Kidwell was not the first choice to become the school’s 10th dean. A three-year search had produced three candidates before he was named dean. Previously, from 1988 to 1991, he served as dean of the School of Business at the University of Connecticut. Before that, he worked at Purdue University, Tulane University, the University of Tennessee and Texas Tech.

Kidwell was born in Oregon and grew up in San Diego. He earned an undergraduate degree in mechanical engineering from California State University in San Diego, an MBA from California State University in San Francisco and a Ph.D. in finance from the University of Oregon.

Among the first things he did when he became Carlson’s dean was to forge deeper connections with local business leaders. He would use those connections to help raise funds for a new $45 million building for the business school.
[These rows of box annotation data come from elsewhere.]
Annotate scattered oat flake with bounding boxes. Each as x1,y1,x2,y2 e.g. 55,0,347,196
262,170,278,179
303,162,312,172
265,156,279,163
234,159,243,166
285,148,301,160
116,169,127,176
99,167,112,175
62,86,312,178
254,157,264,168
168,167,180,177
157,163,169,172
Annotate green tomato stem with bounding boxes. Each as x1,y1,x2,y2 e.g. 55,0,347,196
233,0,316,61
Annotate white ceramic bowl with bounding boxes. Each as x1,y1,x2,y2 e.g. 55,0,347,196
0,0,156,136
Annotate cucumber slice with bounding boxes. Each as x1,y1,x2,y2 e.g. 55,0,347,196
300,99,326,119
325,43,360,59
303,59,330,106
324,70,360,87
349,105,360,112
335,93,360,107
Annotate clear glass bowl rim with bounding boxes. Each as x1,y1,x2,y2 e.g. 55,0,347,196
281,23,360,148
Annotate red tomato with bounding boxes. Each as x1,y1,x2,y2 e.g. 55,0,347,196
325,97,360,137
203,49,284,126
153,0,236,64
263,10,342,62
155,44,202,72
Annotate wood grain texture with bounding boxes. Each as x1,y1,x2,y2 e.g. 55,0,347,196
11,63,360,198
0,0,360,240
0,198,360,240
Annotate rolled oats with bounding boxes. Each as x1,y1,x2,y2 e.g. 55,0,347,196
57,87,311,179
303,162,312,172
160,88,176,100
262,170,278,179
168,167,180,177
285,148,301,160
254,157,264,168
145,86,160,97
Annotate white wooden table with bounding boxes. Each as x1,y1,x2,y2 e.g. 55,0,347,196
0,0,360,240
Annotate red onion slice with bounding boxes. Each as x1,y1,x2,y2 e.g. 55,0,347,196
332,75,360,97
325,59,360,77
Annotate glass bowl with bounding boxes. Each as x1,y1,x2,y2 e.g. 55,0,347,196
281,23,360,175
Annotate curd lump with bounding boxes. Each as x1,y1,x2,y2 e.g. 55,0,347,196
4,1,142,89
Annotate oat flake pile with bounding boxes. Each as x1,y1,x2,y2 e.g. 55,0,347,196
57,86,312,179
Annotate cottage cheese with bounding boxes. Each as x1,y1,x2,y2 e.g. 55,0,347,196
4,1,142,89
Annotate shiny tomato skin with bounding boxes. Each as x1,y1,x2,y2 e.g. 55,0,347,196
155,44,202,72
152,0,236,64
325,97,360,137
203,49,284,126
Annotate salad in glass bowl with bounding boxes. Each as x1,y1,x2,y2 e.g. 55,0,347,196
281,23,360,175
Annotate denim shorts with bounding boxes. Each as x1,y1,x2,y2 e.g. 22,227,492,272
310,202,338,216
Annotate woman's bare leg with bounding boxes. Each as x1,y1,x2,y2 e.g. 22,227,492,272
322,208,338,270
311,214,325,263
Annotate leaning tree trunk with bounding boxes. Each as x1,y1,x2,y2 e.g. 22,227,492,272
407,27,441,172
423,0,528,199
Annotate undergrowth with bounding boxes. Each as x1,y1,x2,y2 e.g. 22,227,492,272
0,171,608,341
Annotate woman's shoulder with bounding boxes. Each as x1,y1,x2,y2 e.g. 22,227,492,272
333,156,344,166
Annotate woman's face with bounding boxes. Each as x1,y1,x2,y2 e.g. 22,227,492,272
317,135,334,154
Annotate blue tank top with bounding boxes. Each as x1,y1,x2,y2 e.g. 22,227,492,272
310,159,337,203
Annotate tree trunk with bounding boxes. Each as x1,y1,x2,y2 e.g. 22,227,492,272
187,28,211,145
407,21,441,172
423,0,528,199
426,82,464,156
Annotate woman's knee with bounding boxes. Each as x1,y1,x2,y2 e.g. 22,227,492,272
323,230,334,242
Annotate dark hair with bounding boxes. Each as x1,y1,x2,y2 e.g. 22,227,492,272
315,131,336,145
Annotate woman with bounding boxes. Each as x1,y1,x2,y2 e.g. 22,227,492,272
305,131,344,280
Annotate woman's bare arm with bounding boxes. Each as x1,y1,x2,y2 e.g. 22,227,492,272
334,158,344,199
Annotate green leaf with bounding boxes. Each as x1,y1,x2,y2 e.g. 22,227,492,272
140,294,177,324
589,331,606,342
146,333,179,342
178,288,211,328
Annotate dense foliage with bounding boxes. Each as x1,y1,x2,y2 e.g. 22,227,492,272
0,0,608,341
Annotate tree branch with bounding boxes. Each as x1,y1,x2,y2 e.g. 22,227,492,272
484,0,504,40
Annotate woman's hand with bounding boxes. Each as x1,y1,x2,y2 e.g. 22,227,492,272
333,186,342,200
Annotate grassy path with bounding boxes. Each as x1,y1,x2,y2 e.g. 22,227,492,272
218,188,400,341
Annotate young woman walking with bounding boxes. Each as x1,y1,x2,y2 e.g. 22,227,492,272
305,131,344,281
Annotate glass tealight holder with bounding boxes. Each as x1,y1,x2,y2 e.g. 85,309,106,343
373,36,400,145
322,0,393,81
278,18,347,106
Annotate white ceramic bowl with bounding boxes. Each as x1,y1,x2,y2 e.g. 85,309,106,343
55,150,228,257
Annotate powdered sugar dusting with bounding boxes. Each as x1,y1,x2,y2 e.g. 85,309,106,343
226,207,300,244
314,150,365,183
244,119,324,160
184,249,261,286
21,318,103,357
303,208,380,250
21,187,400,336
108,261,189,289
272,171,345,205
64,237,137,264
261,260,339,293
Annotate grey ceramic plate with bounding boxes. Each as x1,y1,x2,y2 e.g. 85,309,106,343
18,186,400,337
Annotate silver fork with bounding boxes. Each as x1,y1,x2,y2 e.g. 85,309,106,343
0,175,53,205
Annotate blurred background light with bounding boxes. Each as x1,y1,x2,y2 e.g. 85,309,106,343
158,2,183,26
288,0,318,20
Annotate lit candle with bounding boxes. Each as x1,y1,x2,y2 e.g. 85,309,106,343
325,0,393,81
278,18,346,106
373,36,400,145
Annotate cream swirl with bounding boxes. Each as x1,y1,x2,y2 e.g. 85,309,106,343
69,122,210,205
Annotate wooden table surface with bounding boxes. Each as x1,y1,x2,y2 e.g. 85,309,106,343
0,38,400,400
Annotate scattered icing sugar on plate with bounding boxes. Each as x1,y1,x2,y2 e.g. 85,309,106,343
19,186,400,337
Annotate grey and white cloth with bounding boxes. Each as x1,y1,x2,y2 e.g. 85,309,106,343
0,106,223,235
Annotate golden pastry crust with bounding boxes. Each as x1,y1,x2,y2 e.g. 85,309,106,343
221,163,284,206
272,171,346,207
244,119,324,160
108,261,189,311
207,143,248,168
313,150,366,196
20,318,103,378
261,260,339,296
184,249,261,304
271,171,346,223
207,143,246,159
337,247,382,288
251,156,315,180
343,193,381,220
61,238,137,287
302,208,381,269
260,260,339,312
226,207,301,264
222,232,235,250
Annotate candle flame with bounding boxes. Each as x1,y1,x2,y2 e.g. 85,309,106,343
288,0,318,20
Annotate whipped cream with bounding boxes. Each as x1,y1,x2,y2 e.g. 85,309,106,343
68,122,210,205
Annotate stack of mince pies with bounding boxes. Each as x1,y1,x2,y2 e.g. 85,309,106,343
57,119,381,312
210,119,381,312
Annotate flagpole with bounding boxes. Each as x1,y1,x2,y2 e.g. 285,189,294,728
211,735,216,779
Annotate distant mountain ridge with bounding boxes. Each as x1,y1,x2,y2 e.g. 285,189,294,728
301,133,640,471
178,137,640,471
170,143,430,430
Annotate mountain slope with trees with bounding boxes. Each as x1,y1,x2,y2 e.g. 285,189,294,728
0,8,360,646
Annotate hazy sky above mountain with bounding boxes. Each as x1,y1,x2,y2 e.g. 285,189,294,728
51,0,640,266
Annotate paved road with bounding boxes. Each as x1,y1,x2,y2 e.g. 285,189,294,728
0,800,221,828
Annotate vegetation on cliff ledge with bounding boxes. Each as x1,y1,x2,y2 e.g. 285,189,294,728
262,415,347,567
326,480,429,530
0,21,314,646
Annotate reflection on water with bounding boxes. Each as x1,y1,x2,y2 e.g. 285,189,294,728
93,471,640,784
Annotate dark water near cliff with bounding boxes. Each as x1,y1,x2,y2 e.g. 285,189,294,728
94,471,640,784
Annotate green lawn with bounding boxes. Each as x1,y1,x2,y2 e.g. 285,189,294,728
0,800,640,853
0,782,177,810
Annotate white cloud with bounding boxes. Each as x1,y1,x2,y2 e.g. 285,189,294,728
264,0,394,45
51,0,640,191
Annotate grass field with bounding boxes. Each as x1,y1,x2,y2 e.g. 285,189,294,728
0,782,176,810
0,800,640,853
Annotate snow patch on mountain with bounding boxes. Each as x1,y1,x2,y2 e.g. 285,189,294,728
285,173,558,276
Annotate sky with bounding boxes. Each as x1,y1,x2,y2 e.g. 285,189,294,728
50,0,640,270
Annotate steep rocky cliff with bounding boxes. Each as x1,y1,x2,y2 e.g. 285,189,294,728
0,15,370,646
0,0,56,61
Kidwell also helped launch international and experiential learning programs, including the Funds Enterprise, which included the Golden Gopher Growth Fund and the Carlson Fixed Income Fund. Those funds now constitute the largest student-managed investment portfolio in the country. In 2018, the school renamed the Funds Enterprise program the David S. Kidwell Funds Enterprise.
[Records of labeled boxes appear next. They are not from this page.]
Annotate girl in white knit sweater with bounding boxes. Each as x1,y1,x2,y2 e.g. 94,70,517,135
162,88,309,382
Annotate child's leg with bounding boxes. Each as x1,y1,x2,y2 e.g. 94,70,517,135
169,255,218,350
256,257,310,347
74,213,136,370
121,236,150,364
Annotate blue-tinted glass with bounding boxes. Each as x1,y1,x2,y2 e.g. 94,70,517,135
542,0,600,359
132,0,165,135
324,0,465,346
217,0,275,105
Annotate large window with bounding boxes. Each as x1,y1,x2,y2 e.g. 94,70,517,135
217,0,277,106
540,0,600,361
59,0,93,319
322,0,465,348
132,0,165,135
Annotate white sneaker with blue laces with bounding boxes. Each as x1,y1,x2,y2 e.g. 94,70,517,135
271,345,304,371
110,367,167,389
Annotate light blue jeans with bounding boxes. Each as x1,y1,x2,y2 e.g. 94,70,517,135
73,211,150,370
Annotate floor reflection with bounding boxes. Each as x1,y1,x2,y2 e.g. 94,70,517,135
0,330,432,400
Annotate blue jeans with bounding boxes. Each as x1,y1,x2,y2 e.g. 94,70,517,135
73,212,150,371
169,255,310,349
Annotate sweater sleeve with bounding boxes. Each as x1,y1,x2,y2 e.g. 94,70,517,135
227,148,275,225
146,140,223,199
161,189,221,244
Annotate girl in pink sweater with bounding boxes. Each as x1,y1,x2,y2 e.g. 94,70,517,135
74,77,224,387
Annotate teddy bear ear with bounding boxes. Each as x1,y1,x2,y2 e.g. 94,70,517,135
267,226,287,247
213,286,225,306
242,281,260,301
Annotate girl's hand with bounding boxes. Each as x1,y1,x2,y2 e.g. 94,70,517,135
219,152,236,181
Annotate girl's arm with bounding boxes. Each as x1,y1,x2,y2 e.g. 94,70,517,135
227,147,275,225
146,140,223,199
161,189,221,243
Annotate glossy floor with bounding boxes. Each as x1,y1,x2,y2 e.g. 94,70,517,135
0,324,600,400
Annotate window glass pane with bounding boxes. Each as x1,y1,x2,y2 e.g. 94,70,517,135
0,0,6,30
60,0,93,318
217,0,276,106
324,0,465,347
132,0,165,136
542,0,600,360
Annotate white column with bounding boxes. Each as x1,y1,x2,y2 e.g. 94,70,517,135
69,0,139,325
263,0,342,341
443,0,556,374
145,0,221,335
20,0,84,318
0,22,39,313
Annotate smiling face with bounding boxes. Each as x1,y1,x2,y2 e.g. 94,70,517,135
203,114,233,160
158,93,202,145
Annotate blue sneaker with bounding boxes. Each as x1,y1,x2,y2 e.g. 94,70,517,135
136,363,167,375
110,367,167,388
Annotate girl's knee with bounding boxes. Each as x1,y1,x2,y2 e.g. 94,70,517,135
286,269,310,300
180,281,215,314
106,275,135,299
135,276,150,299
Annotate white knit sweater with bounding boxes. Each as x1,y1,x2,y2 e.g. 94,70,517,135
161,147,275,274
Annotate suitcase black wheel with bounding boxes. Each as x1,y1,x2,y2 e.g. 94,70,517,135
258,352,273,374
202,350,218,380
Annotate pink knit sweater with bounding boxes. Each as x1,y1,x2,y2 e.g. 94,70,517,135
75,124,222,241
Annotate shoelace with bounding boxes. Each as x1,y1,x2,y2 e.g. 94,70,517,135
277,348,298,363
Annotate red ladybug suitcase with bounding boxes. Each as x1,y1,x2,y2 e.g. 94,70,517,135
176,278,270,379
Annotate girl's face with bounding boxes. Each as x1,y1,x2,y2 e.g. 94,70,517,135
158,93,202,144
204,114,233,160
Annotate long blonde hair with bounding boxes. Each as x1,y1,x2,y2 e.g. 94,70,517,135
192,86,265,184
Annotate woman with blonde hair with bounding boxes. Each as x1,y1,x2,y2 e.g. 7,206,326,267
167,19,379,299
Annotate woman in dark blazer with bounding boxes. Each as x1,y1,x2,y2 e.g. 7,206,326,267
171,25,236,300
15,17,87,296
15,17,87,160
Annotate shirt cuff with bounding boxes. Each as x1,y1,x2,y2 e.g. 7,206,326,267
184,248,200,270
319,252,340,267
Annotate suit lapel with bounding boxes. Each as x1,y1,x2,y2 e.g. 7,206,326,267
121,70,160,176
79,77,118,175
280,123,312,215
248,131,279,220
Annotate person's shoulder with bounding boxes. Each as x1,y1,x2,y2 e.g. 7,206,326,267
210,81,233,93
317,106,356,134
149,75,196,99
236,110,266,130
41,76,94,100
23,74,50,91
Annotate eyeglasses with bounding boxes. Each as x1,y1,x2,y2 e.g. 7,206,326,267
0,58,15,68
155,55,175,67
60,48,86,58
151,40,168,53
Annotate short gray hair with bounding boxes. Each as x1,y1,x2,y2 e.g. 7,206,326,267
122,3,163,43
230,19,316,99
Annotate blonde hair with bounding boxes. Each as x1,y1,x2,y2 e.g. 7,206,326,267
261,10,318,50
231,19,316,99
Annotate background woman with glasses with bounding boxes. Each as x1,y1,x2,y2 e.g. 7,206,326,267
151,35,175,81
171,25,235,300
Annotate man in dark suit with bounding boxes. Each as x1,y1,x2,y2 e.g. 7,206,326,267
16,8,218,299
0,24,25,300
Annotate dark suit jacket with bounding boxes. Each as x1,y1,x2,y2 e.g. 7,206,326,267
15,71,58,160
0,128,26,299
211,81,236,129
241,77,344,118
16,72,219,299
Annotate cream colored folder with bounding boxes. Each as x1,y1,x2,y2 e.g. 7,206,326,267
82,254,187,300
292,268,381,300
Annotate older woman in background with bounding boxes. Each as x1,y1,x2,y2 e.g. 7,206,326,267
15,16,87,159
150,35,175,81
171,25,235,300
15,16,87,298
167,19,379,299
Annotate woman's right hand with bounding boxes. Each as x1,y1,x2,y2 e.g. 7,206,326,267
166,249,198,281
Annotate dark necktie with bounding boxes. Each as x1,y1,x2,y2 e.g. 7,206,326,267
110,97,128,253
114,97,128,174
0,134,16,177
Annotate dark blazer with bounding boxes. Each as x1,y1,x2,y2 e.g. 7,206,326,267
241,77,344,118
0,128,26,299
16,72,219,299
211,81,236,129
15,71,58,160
“David left behind a legacy — a model program where students work with entrepreneurs to turn good ideas into businesses,” Larry Benveniste, who succeeded Kidwell as dean, said in a 2001 Star Tribune article. “We need more hands-on opportunities for students to work in partnership with businesses.”

Kidwell also will be remembered for spurring Minnesota politicians and business leaders to continue to invest in education and advance high-tech development in the state or risk losing its edge in the knowledge and technology economy.

On March 6, 2000, he wrote a Business Forum for the Star Tribune titled “Minnesota’s economy: Strong buy or hold?” and asked, “Are our business community and our elected officials doing everything that can and must be done to give Minnesota a competitive edge?”

He lamented the headquarters loss of two of Minnesota’s then 13 Fortune 500 companies, Norwest and Honeywell, and the departure of some technology startups. He feared Minnesota would lose out to other regions when it came to luring technology-based companies.

He advocated for more investment in cutting-edge technologies, the creation of a high-tech business incubator on the U campus and establishment of a regional high-tech venture capital fund.

The article and subsequent speeches to business groups led to the formation of a working group and summit on Minnesota’s economy later that year.

Kidwell is survived by his wife, Jillinda Jonker Kidwell, and a son, David Kidwell III. Services have been held.